-
Notifications
You must be signed in to change notification settings - Fork 15.2k
Description
| Bugzilla Link | 2162 |
| Resolution | FIXED |
| Resolved on | Aug 24, 2009 01:43 |
| Version | 1.0 |
| OS | All |
| CC | @asl,@isanbard,@nlewycky |
Extended Description
Internally value names are stored in a StringMap, which is an efficient data structure for finding and uniquing and autorenaming names that are in the symbol table. This is goodness and it's FAR more efficient than something like std::map<std::string, Value*> which is what we used to use.
The disadvantage of this is that the map doesn't hold an std::string, which means that (in particular) Value::getName() is extremely expensive. It is expensive because it copies the name of the value into an std::string to return it. This means that all clients of it that matter should move off of it to reduce our compile times. This will significantly reduce heap thrashing.

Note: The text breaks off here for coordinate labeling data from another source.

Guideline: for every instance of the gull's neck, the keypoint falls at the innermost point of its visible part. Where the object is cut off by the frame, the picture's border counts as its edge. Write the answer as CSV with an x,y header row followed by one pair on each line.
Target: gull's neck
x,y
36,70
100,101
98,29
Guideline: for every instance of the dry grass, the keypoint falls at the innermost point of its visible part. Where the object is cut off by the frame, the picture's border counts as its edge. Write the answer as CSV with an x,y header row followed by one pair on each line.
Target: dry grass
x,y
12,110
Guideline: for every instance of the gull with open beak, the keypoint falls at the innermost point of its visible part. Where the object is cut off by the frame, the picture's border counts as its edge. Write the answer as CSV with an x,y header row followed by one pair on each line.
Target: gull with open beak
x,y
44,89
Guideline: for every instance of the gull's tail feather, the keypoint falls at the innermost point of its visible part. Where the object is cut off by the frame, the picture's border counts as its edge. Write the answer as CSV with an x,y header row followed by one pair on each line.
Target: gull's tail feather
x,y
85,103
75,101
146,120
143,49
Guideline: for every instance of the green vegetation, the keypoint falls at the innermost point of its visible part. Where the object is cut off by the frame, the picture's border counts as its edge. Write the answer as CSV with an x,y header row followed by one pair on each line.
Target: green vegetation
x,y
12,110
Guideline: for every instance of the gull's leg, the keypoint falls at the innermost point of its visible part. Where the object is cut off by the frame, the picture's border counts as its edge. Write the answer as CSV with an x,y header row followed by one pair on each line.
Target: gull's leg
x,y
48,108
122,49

There are many ways to improve the situation. For example:
-
This like that asmwriter that need to print out the string can move to using Value::getNameStart()+Value::getNameLen(), which are both very efficient.
-
The nasty std:string Tmp = V1->getName(); V1->setName(""); V2->setName(Tmp) idiom can be replaced with the far more efficient and nicer V2->takeName(V1) call.
-
I common pattern is copy the name of some value with a suffix. We should add a helper to value for this, something like V1->copySuffixedName(V2, "i") or something, which adds ".i".
-
It is also very common to use a numeric suffix, with this pattern: V2->setName(V1->getName()+"."+utostr(i)) This is expensive for many reasons: utostr allocates a string, the concatenations do as well, etc. This is generally horrible for memory use and performance. It would be better to add a V1->copySuffixedName(V2, i) to handle this, and implement it efficiently.
-
setName(std::string) is also fairly expensive if the input is not a string. Clients should start using the setName version that takes a const char* + length for full generality, or just an const char* if they don't care about nul's in the string.
-
Any uses of getName() that occur in debug code or in other places that we don't care about should migrate over to using Value::getNameStr(). This will allow us to identify places that we haven't look at yet.
When the full audit + migration is done, we can remove Value::getName() entirely.